In typical blaxploitation fashion, the eponymous Dolemite (Rudy Ray Moore) is an anti-hero in a world full of villains. A pimp and nightclub owner, Dolemite is framed by crooked cops working on behalf of his rival Willie Green (D’Urville Martin, also the film’s director). After being paroled on the shaky premise of helping the authorities break a local crime ring, Dolemite discovers that Willie Green is now running his club and that his hookers are in the employ of the kindly madam Queen Bee (Lady Reed), who had the foresight to get the girls into a karate academy.
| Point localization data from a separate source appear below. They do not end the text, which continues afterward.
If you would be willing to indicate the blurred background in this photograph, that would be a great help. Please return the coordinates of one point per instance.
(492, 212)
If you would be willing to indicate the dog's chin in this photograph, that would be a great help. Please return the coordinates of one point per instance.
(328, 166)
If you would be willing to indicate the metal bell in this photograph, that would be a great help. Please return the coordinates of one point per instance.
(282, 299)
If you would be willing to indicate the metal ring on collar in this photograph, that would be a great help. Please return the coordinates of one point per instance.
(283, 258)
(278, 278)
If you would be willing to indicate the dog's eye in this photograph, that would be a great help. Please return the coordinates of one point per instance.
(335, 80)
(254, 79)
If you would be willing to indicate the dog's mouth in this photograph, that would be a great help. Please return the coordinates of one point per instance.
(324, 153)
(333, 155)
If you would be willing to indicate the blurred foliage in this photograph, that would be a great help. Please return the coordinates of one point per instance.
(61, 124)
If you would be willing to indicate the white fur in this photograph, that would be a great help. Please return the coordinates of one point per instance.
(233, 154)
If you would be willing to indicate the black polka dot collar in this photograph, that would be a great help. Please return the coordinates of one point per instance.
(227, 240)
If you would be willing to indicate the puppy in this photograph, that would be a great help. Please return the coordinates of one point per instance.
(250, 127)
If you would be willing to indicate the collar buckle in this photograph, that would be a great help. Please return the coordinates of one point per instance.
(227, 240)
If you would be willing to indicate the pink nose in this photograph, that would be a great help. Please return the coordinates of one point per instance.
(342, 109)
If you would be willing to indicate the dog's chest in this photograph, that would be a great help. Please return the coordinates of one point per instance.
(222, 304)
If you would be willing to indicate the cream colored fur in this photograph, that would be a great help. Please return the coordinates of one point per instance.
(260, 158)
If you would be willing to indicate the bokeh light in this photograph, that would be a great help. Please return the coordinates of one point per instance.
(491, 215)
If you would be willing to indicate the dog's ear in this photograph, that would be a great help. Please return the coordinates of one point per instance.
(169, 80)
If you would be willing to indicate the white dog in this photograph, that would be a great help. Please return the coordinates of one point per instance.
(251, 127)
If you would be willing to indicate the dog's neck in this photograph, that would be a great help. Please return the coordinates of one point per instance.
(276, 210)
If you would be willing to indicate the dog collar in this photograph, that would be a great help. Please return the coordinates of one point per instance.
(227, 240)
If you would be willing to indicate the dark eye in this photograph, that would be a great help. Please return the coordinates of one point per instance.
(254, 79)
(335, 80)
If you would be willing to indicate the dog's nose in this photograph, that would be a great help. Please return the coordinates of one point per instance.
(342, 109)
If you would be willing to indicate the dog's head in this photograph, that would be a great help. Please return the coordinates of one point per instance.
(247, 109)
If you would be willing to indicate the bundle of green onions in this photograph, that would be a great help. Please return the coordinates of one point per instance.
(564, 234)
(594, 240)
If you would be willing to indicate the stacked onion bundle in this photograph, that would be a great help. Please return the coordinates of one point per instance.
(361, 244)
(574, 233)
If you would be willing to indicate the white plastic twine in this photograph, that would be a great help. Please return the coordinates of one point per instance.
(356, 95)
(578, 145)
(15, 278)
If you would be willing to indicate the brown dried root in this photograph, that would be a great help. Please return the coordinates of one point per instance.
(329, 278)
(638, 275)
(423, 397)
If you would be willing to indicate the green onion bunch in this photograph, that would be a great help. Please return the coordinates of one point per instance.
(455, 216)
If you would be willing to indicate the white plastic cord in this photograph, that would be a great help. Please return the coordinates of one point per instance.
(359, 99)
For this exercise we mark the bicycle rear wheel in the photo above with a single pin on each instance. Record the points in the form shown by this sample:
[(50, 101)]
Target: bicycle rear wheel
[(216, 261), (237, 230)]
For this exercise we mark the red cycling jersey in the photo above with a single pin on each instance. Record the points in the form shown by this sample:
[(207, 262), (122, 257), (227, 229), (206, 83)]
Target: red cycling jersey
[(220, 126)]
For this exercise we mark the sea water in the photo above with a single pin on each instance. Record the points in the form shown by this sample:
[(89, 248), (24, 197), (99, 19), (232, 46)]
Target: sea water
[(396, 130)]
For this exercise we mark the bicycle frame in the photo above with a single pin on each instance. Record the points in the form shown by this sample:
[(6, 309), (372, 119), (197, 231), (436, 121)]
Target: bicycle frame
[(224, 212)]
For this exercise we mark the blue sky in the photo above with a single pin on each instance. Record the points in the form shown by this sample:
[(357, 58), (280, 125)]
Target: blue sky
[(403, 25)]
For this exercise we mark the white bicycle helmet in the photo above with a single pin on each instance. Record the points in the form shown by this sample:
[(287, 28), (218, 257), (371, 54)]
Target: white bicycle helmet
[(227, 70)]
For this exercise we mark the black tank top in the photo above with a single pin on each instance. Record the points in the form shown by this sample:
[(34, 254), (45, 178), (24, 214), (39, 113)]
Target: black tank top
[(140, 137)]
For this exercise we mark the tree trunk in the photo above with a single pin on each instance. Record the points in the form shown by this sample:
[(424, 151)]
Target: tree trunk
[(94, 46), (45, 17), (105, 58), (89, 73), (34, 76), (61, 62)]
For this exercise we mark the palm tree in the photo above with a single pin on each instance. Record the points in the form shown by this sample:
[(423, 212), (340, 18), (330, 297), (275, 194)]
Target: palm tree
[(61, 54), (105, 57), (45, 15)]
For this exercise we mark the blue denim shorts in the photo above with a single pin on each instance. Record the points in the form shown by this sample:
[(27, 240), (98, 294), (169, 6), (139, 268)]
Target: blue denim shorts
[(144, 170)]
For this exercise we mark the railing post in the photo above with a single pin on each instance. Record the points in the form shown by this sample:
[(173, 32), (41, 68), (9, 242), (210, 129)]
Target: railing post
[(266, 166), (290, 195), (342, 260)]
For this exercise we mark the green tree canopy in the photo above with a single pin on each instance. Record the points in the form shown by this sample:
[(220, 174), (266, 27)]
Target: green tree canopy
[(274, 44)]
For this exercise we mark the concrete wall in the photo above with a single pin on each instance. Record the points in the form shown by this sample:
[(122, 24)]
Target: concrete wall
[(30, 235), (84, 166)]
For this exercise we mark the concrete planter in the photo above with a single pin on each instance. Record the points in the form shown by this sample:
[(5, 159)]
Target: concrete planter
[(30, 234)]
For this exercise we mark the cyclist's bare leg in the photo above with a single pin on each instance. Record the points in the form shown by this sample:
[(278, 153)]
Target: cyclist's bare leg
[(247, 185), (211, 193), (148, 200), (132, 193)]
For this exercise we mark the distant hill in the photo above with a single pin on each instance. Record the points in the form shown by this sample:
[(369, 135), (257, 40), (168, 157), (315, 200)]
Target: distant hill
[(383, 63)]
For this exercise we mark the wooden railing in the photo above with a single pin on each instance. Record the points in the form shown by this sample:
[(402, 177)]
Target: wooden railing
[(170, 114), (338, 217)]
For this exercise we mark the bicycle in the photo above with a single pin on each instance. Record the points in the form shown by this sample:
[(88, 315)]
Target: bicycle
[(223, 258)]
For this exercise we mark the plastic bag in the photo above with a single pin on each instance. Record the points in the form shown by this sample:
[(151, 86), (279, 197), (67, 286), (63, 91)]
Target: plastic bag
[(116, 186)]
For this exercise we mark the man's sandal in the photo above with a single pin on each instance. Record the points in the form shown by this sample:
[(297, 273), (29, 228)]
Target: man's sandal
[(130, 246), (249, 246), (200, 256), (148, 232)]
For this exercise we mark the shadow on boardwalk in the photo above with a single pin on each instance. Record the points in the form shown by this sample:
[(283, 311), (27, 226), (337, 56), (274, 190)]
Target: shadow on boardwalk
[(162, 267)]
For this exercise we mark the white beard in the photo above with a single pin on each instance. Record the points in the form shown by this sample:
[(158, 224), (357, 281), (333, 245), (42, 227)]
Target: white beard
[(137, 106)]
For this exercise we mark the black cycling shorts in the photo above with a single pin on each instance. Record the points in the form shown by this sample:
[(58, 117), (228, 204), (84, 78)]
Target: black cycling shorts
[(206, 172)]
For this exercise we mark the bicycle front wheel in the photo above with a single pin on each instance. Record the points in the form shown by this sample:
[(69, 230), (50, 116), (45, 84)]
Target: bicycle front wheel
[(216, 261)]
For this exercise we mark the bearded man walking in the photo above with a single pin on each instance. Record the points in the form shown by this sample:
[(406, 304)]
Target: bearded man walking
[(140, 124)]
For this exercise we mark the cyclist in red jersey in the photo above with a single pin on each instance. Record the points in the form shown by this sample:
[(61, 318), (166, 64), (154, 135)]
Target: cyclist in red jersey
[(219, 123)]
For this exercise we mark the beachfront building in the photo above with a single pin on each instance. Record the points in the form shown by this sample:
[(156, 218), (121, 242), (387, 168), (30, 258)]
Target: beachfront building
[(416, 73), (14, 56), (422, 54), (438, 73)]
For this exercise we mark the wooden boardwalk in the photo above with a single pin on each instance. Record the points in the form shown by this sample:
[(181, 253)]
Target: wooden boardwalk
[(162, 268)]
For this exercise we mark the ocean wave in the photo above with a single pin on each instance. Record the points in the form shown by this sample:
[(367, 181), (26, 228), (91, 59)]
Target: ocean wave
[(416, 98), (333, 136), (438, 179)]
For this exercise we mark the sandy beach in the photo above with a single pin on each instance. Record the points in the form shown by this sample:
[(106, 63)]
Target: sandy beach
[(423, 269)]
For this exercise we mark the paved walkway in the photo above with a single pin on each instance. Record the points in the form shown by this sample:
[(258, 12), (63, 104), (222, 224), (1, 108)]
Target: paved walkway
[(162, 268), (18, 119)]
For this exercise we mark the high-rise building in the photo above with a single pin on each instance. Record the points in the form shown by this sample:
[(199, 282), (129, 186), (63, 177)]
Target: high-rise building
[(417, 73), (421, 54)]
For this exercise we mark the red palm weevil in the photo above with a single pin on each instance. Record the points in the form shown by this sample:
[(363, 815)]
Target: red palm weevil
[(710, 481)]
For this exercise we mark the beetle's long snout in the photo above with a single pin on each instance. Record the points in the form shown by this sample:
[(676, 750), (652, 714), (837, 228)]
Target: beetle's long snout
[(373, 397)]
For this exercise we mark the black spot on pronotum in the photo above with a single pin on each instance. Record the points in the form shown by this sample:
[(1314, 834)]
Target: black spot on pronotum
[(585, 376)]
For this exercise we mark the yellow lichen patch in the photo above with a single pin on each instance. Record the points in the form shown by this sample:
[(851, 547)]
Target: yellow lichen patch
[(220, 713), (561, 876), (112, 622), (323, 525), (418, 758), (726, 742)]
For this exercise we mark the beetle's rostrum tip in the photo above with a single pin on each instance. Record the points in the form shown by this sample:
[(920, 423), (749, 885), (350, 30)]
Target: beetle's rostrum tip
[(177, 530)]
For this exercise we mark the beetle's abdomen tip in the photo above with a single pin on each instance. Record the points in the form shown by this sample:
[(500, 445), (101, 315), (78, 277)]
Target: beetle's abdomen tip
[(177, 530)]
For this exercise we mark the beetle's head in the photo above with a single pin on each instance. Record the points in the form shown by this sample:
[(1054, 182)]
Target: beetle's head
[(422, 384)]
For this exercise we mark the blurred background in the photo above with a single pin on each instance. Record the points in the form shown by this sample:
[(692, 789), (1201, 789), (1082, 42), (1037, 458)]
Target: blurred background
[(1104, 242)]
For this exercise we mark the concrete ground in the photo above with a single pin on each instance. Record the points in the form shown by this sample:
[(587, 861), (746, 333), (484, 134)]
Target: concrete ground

With his army of martial arts-ready hoes and new sense of purpose, Dolemite is ready to get revenge on Willie Green and reestablish his reign as the flashiest pimp in the hood.
With its funk soundtrack, outlandishly tacky costumes, crass sex scenes and wild political incorrectness—especially with the comic relief heroin addict—“Dolemite” is a toxic time capsule from the shaggiest of all decades. Martin’s shaky directing skills fails to disguise the poverty of the budget or the screenplay, and the lo-fi climactic car chase is so painfully inept that it is almost brilliant in a so-bad-it’s-good manner. It is no wonder that so many people love “Dolemite,” if only for the wrong reasons.
But the real power here—indeed, the only reason to set aside time to watch this flick—is Moore, a minor party album comic who plumbed gold in his raunchy Dolemite. With scatological bravado (“Dolemite is my name and fucking up motherfuckers is my game!”), the title character steamrolls his way through one outlandish scene after another, creating comic and violent chaos wherever he goes. Whether taking carnal revenge on an untrustworthy ex-lover (“I’m going to give you a fucking you’ll never forget”) or calming a hooker joining him in a spooky church (“If you ever see a ghost, cut the motherfucker”) or entertaining street denizens with a comic rap about the Titanic (no quoting here—this one you have to hear to believe!), Moore’s Dolemite is toughest, dirtiest and funniest person the screen. And not even the surprise presence of the boom microphone hovering above a couple of scenes can steal attention away from Moore’s earthy energy. Who needs CGI idols when you have this fresh, profane dynamo of a superstar?